Like most people, when you hear the word “promotion,” you probably associate it with the words like “sale” and “discount.” And, while those words are often synonymous with promotion, they shouldn’t always be. Here are some examples of some non-sales-related promotions you can run to promote your company and its products and services.
Why You Should Consider Non-Sales-Related Promotions
Like we’ve discussed before, sales promotions are great at generating sales in the short-term. But, it shouldn’t be the only way that you’re generating sales - it’s not a sustainable business model. You want customers to purchase your products and services because of what differentiates them and your company from your competitors, not just because things are cheaper. So, if all you’re doing is running sales promotion after sales promotion with no other promotional actions besides that, you’ll end up hurting your company’s bottom line over time.
That’s where non-sales-related promotions come in. When no discount is provided, you have to motivate people to do what you want them to do in other ways through some sort of advertisement / marketing material. Yes, the goal is still to generate increased sales more often than not. But, it’s usually focused on goals that benefit the company in the long term such as awareness, engagement, and education. They usually come in the form of campaigns, which are short-term initiatives, or programs, which tend to be ongoing initiatives.
Let us give you some examples:
- Branding or Awareness Campaigns let people know that your company exists, and that you are ready to provide them with the services they need for their company to be successful. This type of campaign is great when you are first establishing your company through your marketing initiatives, have hit a ‘plateau’ in your quest for new customers, or have started offering a new service. It’s important to establish a strong brand identity in these campaigns so that those who aren’t ready to start doing business with you right away will remember your company when they are ready down the line.

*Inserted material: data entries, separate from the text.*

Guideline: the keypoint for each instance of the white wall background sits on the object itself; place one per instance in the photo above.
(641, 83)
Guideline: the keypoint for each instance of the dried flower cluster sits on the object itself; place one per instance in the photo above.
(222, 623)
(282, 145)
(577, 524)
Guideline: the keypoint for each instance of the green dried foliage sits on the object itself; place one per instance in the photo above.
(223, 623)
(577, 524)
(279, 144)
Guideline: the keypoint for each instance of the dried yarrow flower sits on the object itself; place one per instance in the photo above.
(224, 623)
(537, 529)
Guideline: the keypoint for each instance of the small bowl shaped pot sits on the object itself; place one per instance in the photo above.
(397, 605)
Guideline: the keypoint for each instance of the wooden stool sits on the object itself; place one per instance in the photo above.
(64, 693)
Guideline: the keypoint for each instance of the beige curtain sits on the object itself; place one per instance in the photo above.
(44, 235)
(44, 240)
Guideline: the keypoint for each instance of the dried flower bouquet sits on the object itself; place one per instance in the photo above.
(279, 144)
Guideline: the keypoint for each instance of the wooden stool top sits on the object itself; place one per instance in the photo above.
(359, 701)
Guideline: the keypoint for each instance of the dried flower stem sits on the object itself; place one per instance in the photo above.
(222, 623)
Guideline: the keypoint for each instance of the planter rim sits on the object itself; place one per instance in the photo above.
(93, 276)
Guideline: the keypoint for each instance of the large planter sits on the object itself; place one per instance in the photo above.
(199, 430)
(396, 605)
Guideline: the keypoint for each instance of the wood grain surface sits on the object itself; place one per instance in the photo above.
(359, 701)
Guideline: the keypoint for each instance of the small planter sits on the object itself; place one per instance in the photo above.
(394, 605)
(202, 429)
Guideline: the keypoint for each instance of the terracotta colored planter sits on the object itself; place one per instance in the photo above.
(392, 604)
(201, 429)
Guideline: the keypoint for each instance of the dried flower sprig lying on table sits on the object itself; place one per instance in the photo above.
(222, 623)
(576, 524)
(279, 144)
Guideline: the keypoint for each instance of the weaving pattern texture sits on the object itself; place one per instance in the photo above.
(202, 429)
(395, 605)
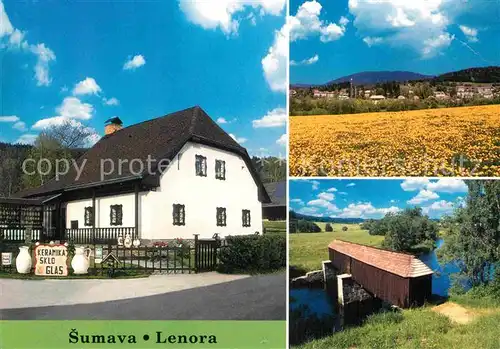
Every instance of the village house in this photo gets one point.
(323, 94)
(441, 95)
(201, 181)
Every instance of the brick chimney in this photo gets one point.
(112, 125)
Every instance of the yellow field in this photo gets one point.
(435, 142)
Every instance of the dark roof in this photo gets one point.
(277, 193)
(402, 264)
(160, 138)
(114, 120)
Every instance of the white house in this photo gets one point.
(166, 178)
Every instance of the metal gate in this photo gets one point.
(205, 253)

- Like/Follow Campaigns encourage people to like or follow your social media pages. This sort of method is only indirectly tied to sales; your goal is to get in front of your audience in places they are already spending a lot of their time. Once you are, if you are harnessing the power of social media correctly (posting regularly, interacting with your followers, boosting your posts, etc.), you will be top of mind when that follower is considering hiring a managed service provider.
- Event Promotion Campaigns inform the audience that you are hosting some sort of live event that they would benefit from attending, like a lunch and learn or a webinar. Since your goal of these events is typically to generate sales in the particular topic you will be educating those who attend your event on, you are only focused on getting people to register for the event in question.
- Contest/Sweepstakes Campaigns typically include some sort of drawing for a prize that people can enter to win. While this does somewhat overlap with the concept of a sales promotion - you are, in fact, giving away something to at least one person - the difference is that the majority of people who enter will not receive that free thing you are offering. And, you will have still collected their information when they registered for your contest or sweepstakes.
- Retargeting Campaigns target those who have shown interest in your company before, often by looking at those who visited your website but did not start doing business with you or from other lost opportunities.
- Loyalty Programs are different from the short-term initiatives described above. They are used to encourage your current customers to stick with you, by offering various perks (1) the longer they stay, and (2) the more they purchase from you. It can be expensive and time-consuming to acquire new customers, so you want your current ones to stay with you as long as possible.
- Referral Programs encourage your current customers to generate new business for you. You DO usually offer the business that referred the other company some sort of reward or discount if the prospect signs on with you, but this type of program is different from your typical sales promotion where you are discounting a product or service for the purchaser.
So as you can see, you don’t HAVE to rely on only discounts to increase your sales. There are many options out there that are designed to do the same thing as a sales promotion, without many of the drawbacks that come with running sales promotions. The one you choose will depend on who your target audience is, and what you are trying to achieve.